中国から商品を輸入し、AmazonのFBA(フルフィルメント・バイ・アマゾン)倉庫へ直送するビジネスモデルは、多くのEC事業者にとって効率的な選択肢です。
しかし、適切な輸送ルートを選ばないと、コストがかさむだけでなく、納期の遅延や関税の問題が発生する可能性があります。
本記事では、FBA向けの中国輸送ルートの選択について解説していきます。
Amazon FBA向けの中国輸入とは?
FBAとは?その魅力は何?
FBAとは、全国、全世界にあるアマゾンの倉庫です。アマゾン販売の他、他社で販売する商品の倉庫として活用ができます。(マルチチャネル)
- 商品の販売、梱包、代金決済、在庫管理などを全て自動化
- アマゾン以外で販売する時にも使える。
FBAのデメリット
- 基本的に自分で荷受けをする必要がある。
- 貨物検品、専用バーコードの貼り付けが面倒
- FBA倉庫までのリードタイムが長くなる。
- FBAに送る為の配送料金がかかる。
- アマゾンは「輸入者」にならない。
- 当然、関税や消費税等の支払いもしない。
特にこの3点に注意!
特に注目するべき点は、以下3つです。
- FBA納品用の作業がある。(スペースが必要)
- リードタイムが長くなり、輸入後、FBAへの配送料金が必要
- アマゾンは輸入者にならない。
例えば、中国から商品を輸入し、FBAに納品するとしましょう。
この場合、理想は…..中国→FBAです。しかし、この形は、後述するFBA納品サービスを使わない限り実現は難しいです。理由は、FBAの利用には、以下3つの条件があるからです。
- マゾンは、輸入者にならない。
- 当然、アマゾンは、商品の関税や消費税を負担しない。
- FBAに納品するときに専用ラベルの貼り付け作業が必要
中国→FBA直送を実現するためには、上記3つの前提条件を全てクリアできる輸送サービスが必要です。これが「FBA納品直送サービス」です。
FBA直送とは?
FBA直送サービスとは、中国から商品を国際輸送+日本のアマゾンまでの輸送を一括で請け負うものです。従来は、中国から商品を輸入する場合は、いったん自社で商品を受け取り、検品後にFBA倉庫へ発送する必要がありました。

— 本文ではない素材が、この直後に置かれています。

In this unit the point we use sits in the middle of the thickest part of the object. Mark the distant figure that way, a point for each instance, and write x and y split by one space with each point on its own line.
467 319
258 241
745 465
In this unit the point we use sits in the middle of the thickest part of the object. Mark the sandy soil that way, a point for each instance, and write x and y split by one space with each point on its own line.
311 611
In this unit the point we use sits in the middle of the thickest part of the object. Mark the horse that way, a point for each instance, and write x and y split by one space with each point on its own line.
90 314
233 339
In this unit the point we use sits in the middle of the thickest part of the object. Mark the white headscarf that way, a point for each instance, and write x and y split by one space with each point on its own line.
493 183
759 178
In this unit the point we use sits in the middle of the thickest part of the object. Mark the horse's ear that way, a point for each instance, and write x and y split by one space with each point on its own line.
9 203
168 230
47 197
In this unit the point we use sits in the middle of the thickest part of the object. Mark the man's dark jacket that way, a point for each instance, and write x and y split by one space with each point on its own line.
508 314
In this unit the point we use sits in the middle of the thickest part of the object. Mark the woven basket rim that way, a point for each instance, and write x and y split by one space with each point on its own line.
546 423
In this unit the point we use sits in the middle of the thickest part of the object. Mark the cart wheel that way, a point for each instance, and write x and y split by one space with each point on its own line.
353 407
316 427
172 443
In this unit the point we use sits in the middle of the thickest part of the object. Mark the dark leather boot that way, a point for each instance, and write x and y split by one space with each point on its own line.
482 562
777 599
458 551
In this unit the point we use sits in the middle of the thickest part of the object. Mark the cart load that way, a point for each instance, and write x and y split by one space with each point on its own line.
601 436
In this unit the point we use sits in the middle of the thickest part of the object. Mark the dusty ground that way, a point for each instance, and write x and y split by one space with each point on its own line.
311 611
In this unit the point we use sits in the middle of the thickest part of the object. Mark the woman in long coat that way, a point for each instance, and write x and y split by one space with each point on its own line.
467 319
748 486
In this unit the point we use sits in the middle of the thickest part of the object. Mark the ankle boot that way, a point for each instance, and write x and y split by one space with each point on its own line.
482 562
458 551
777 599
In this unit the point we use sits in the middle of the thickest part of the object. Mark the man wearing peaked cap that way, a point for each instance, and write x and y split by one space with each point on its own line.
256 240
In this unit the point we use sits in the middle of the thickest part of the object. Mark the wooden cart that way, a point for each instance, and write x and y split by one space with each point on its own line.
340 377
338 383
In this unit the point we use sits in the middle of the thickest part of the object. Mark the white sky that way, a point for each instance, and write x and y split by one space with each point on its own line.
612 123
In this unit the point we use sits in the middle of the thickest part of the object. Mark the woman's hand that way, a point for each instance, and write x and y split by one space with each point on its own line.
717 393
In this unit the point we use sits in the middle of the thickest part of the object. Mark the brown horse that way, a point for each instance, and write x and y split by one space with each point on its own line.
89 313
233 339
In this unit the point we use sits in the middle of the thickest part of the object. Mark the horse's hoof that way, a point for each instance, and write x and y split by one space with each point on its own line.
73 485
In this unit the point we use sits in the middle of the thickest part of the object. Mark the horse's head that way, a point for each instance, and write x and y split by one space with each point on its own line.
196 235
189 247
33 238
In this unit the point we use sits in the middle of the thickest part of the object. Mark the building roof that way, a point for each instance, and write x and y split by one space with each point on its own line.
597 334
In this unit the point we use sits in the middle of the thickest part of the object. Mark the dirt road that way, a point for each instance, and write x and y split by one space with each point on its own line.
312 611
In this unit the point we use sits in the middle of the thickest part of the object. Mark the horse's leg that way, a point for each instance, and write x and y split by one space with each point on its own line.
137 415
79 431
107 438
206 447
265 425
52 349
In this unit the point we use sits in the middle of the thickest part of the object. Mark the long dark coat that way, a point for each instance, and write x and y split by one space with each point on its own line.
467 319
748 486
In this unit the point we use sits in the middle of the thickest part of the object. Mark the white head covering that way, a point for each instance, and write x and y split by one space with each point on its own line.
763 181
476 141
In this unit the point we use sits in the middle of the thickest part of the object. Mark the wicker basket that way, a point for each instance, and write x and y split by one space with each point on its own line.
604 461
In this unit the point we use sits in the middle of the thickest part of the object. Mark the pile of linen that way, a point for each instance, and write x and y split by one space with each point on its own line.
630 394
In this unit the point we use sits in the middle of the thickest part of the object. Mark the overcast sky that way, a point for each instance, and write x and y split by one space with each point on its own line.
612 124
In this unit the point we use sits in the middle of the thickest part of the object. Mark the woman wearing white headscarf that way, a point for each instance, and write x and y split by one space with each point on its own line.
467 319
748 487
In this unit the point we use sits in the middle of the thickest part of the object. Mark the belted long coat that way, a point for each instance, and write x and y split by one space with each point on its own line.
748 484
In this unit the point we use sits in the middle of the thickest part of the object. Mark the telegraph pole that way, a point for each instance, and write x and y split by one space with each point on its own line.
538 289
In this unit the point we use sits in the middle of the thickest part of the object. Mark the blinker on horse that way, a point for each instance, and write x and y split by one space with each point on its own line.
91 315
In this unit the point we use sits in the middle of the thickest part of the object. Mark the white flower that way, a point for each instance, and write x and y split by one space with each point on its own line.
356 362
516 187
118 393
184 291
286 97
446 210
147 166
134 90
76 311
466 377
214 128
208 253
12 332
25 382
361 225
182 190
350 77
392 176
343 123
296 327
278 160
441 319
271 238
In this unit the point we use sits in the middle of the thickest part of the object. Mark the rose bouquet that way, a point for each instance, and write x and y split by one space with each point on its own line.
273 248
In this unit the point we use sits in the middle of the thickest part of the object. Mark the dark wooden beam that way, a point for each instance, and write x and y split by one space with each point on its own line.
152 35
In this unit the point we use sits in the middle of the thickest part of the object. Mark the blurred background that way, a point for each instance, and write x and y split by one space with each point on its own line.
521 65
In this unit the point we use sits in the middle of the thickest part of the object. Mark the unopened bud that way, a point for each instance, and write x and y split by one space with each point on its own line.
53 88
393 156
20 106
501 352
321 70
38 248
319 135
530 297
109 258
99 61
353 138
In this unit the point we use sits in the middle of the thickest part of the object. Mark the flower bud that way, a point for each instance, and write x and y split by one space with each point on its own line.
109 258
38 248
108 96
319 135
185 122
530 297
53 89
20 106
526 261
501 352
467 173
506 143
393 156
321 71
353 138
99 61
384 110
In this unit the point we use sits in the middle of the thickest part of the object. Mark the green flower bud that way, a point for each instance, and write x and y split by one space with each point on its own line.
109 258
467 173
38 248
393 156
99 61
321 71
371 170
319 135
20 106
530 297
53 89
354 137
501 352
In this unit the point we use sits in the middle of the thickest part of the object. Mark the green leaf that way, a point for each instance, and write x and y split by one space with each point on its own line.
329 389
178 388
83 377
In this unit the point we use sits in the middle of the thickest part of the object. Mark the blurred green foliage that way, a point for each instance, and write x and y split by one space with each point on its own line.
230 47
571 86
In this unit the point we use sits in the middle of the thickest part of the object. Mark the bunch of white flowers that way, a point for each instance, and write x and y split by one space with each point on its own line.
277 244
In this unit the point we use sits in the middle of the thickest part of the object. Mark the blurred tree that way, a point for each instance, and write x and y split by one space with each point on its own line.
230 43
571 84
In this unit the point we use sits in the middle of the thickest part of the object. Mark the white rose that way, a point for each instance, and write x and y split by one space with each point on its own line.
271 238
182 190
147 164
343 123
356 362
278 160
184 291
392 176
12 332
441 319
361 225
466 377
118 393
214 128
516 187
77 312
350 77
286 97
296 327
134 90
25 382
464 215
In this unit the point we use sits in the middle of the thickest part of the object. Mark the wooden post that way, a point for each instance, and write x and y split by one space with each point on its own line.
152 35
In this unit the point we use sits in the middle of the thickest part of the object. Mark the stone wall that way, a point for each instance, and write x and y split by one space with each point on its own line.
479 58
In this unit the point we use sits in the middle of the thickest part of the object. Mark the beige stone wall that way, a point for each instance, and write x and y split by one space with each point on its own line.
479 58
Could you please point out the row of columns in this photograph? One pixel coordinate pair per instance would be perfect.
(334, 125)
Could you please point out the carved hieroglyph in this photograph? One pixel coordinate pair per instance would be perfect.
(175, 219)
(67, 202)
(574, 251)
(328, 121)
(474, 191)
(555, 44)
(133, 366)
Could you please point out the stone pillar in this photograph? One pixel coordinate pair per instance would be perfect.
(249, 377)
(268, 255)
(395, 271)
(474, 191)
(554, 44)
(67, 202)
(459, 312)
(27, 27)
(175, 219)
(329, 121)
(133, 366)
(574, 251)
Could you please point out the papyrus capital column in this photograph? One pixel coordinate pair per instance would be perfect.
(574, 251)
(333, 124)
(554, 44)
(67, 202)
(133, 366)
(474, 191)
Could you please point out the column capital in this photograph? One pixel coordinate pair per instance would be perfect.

しかし、FBA直送が開始されると、中国のサプライヤーから直接FBA倉庫へ配送できるようになりました。FBA直送のメリットには、次の物があります。
FBA直送サービスのメリット
- 中国国内の引き取りから日本FBAまでの一貫配送
- 国際輸送と国内輸送のプロが設計しているから納期が短い。
- FBA納品に関する全ての作業から解放される。
- 検品後のアマゾン倉庫への送料も不要
- 検品等、様々な作業は、中国側で行うからコストを圧縮
- 日本側で倉庫が不要。当然、作業人員も不要
- 中国側で商品の検品やバーコードの貼り付け作業ができる。
- 貨物の量に応じた保管料であり合理的
中国から日本のアマゾン輸送4つのルート
中国からFBA倉庫への輸送には、海上輸送、航空輸送、越境EC専用ルート、フェリー輸送の4つの方法があります
- 海上輸送
- 航空輸送
- 越境ECルート
- 海上フェリー
1.海上輸送(FCL/LCL)
海上輸送は、比較的、大量の商品を一度に輸送する場合に適しています。コストが安い反面、リードタイムが長い点がデメリットです。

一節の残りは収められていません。